Sebbene queste prospettive differiscano per l'enfasi posta su alcuni aspetti, condividono un tema comune: la convinzione che la governance globale contemporanea richieda un adattamento a un contesto internazionale più multipolare.
La vera prova deve ancora arrivare
Forse il significato più grande dell'incontro non risiede tanto negli accordi specifici raggiunti, quanto nel fatto stesso che si sia svolto.

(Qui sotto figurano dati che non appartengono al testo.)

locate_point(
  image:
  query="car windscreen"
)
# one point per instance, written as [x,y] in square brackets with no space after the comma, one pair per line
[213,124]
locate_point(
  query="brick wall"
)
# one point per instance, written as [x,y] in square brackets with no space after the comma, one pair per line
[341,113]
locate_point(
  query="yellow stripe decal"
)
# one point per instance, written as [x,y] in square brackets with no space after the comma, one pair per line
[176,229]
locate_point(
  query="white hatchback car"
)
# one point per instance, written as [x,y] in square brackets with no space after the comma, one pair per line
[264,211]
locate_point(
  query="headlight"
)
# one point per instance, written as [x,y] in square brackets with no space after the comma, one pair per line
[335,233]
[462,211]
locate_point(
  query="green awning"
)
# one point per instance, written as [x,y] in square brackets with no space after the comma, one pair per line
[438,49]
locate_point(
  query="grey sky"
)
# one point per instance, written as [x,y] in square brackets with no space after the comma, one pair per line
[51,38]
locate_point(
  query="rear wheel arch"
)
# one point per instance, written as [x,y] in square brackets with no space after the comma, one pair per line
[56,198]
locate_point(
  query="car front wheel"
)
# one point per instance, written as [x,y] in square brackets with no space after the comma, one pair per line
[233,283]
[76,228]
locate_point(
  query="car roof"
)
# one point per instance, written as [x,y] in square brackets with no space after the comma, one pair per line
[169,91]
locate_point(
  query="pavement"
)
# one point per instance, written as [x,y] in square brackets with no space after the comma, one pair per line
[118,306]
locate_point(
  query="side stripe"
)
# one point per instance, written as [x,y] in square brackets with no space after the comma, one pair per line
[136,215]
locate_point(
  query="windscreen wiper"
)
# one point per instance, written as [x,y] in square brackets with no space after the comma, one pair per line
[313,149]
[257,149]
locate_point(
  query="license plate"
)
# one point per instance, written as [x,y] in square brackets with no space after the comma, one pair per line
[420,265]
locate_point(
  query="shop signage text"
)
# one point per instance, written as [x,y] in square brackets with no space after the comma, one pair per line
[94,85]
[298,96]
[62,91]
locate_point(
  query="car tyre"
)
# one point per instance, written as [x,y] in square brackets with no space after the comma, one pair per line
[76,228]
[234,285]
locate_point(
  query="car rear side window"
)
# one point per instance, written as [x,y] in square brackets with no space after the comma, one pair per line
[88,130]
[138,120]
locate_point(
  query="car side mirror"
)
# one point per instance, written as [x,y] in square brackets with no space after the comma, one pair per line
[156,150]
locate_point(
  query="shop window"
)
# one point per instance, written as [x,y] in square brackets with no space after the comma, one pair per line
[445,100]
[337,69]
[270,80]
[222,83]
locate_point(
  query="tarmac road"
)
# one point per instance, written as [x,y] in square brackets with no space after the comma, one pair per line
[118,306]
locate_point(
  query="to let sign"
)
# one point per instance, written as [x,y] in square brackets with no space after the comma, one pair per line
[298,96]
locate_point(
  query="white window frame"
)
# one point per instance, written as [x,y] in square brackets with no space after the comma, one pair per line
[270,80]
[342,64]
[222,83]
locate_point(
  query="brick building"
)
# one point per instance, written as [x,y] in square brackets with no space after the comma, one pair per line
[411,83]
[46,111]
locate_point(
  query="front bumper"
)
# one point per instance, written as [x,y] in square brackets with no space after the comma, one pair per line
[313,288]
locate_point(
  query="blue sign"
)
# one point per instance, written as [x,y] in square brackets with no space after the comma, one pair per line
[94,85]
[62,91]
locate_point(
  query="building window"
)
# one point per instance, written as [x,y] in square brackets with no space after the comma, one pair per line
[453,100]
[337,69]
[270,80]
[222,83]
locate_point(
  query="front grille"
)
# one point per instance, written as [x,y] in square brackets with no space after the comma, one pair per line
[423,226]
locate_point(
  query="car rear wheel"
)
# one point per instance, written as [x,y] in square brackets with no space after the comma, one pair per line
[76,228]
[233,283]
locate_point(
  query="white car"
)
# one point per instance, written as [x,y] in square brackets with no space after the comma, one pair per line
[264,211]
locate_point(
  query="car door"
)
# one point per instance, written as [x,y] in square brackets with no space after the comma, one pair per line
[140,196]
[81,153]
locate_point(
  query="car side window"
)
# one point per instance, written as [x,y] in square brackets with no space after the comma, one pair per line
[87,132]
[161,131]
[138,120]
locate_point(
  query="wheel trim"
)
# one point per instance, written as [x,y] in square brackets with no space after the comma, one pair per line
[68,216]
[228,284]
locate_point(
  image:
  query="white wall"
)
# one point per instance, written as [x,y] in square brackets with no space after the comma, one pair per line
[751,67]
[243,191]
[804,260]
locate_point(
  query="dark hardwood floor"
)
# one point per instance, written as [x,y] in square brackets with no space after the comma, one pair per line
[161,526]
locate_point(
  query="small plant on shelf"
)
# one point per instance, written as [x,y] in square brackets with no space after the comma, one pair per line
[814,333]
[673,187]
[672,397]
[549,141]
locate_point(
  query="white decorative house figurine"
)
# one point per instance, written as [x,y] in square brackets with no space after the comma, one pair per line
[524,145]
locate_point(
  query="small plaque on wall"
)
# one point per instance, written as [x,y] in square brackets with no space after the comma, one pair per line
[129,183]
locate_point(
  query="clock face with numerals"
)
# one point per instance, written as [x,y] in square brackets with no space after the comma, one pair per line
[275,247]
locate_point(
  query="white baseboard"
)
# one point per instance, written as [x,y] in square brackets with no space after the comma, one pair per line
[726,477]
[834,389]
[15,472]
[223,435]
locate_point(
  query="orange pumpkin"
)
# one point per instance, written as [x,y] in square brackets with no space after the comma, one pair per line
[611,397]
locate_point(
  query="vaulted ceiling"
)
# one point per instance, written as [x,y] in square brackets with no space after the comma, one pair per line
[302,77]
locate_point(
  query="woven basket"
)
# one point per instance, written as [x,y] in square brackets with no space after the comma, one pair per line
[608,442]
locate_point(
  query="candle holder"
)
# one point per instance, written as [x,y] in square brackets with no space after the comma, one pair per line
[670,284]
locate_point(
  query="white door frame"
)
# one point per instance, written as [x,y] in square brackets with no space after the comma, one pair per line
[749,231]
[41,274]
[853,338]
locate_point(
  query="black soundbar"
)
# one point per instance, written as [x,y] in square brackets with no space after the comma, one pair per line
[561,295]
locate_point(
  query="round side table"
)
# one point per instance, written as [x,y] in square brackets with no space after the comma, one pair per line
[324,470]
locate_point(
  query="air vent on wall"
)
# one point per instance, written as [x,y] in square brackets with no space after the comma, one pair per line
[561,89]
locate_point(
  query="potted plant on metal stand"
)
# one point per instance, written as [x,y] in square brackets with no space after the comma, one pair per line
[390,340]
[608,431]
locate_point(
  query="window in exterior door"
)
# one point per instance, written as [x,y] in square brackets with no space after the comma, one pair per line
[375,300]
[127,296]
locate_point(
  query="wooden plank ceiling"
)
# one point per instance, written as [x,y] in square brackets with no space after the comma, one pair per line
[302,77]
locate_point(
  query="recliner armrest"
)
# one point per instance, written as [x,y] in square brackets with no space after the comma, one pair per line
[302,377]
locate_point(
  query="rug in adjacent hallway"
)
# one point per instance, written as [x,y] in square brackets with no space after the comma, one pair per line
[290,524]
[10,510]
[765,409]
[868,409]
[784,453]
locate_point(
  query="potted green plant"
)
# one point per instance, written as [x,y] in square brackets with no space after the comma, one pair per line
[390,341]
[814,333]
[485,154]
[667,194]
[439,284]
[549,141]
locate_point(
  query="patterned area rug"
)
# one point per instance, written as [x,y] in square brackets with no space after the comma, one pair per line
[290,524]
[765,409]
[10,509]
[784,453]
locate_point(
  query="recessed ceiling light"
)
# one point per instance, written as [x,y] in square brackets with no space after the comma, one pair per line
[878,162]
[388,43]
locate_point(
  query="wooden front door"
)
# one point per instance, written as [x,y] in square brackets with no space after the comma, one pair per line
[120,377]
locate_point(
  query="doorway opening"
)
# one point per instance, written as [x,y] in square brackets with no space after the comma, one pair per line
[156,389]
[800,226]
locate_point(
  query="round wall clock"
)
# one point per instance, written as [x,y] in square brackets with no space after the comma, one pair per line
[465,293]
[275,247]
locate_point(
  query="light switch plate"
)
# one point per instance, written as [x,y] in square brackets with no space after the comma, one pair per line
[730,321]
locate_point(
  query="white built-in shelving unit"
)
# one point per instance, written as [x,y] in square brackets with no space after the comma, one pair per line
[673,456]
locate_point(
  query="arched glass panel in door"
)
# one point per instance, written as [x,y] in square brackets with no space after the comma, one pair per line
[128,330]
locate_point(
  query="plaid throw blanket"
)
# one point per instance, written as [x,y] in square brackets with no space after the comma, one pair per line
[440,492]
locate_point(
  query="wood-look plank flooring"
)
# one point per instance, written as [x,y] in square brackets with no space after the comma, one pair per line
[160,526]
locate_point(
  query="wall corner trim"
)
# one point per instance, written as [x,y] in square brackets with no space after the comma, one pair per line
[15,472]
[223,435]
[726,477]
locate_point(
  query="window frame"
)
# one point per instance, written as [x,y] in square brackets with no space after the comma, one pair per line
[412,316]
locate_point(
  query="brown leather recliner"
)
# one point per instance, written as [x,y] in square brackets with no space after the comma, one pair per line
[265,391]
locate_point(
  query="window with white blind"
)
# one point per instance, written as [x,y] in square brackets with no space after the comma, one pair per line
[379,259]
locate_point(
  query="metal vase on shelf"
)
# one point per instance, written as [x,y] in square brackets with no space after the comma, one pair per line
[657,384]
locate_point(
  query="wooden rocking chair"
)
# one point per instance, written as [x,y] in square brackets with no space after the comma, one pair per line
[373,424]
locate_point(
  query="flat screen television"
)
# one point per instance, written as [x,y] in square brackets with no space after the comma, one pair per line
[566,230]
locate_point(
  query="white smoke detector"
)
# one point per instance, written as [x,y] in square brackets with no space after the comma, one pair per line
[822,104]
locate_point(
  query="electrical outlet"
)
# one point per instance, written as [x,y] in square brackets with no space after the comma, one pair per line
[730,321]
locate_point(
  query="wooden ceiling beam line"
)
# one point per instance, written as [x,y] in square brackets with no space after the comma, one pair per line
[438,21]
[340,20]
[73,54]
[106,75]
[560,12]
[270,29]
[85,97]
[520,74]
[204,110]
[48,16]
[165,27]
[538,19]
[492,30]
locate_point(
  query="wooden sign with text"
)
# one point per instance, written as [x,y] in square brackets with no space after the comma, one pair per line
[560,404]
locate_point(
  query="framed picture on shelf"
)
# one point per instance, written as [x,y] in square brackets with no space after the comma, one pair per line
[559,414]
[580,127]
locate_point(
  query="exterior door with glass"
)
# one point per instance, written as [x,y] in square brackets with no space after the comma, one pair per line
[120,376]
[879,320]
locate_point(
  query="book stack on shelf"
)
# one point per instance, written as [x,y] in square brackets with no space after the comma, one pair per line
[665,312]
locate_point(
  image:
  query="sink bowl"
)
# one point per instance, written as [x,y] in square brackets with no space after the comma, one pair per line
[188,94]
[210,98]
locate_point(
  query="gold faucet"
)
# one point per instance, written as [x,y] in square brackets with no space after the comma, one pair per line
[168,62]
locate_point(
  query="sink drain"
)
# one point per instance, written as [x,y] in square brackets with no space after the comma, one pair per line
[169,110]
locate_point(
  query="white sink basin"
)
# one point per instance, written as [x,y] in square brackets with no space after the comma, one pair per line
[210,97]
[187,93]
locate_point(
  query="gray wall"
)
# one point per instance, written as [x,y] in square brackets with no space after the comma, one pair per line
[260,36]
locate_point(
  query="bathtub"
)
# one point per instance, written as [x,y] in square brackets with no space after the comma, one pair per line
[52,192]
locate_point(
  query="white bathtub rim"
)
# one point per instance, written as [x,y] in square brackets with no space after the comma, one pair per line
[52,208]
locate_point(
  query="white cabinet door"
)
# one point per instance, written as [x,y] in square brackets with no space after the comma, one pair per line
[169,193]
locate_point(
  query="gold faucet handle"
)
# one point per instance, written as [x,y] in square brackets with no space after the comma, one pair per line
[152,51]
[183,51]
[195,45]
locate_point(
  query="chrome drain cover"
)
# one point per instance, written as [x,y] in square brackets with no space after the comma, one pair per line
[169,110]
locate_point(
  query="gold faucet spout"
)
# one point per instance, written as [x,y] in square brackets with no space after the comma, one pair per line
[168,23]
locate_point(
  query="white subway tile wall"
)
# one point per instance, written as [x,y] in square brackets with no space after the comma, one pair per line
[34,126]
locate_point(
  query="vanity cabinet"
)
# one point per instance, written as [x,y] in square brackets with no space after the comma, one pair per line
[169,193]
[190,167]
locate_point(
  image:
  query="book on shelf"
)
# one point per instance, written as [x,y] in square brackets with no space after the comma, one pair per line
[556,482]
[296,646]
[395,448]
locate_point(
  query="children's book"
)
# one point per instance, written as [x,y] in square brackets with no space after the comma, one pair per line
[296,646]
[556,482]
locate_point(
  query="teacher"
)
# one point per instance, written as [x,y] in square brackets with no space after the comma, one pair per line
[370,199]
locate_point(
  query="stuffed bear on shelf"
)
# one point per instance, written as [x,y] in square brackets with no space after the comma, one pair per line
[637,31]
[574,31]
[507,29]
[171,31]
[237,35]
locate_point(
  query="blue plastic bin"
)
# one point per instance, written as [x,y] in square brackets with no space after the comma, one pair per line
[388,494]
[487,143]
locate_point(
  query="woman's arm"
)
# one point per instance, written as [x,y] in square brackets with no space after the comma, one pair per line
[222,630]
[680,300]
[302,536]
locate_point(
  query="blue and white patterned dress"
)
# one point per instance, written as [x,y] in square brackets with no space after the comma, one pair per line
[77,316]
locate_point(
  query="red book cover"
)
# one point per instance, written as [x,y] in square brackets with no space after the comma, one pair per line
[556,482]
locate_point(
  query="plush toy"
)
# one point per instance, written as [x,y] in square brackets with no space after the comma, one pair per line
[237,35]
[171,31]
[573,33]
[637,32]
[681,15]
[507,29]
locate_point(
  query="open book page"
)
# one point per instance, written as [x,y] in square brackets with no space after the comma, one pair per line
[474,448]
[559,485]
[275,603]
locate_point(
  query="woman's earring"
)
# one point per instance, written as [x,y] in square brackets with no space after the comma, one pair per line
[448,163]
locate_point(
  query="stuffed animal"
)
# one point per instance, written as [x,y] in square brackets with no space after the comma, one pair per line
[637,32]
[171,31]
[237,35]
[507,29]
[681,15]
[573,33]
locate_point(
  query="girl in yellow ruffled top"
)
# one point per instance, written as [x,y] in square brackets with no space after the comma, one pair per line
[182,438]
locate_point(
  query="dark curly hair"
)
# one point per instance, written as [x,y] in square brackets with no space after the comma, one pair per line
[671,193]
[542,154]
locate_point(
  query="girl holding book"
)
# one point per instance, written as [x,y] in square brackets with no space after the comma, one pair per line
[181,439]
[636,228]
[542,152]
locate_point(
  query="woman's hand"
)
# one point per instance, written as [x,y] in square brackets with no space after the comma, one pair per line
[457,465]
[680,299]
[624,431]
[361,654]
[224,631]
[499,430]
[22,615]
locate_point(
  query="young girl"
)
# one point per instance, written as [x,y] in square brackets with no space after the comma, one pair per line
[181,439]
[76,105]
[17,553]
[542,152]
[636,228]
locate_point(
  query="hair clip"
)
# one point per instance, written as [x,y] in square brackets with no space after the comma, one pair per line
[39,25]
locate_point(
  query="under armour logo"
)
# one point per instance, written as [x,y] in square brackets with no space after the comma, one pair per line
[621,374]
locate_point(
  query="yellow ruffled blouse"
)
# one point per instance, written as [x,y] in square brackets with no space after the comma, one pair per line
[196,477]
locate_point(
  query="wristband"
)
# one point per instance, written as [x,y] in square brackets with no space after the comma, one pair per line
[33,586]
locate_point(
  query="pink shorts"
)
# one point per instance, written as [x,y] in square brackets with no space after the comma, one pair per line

Oggi i BRICS includono paesi le cui relazioni bilaterali sono talvolta complesse e le cui priorità di politica estera possono divergere. Alcuni membri mantengono stretti legami con le potenze occidentali; altri si definiscono in parte in opposizione all'influenza occidentale. Diversi sono caratterizzati da rivalità regionali di lunga data. Ciononostante, continuano a incontrarsi, negoziare e individuare aree concrete di cooperazione.
È improbabile che i BRICS si trasformino in un'alleanza militare formale o in un'organizzazione di difesa collettiva. Né è garantito il consenso su ogni questione geopolitica di rilievo. Ciononostante, l'ampliamento del dialogo sulla sicurezza all'interno del gruppo riflette una più ampia trasformazione della politica internazionale. Poiché le sfide economiche, tecnologiche, ambientali e militari sono sempre più interconnesse, i governi sono alla ricerca di ulteriori forum attraverso i quali coordinare le politiche al di fuori dei tradizionali quadri istituzionali.
Il fatto che i BRICS diventino o meno un pilastro duraturo della governance globale dipenderà dalla loro capacità di conseguire risultati concreti, tenendo conto al contempo della diversità dei loro membri. L'incontro di Nuova Delhi ha suggerito che, nonostante le divergenze persistenti, vi è ancora un ampio margine di dialogo su questioni in cui gli interessi nazionali convergono.
L'evoluzione dei BRICS in un forum che affronta sia questioni economiche che di sicurezza è quindi degna di attenzione, non perché abbia risolto le divisioni geopolitiche odierne, ma perché rappresenta uno dei tentativi più concreti di gestirle in un mondo sempre più multipolare.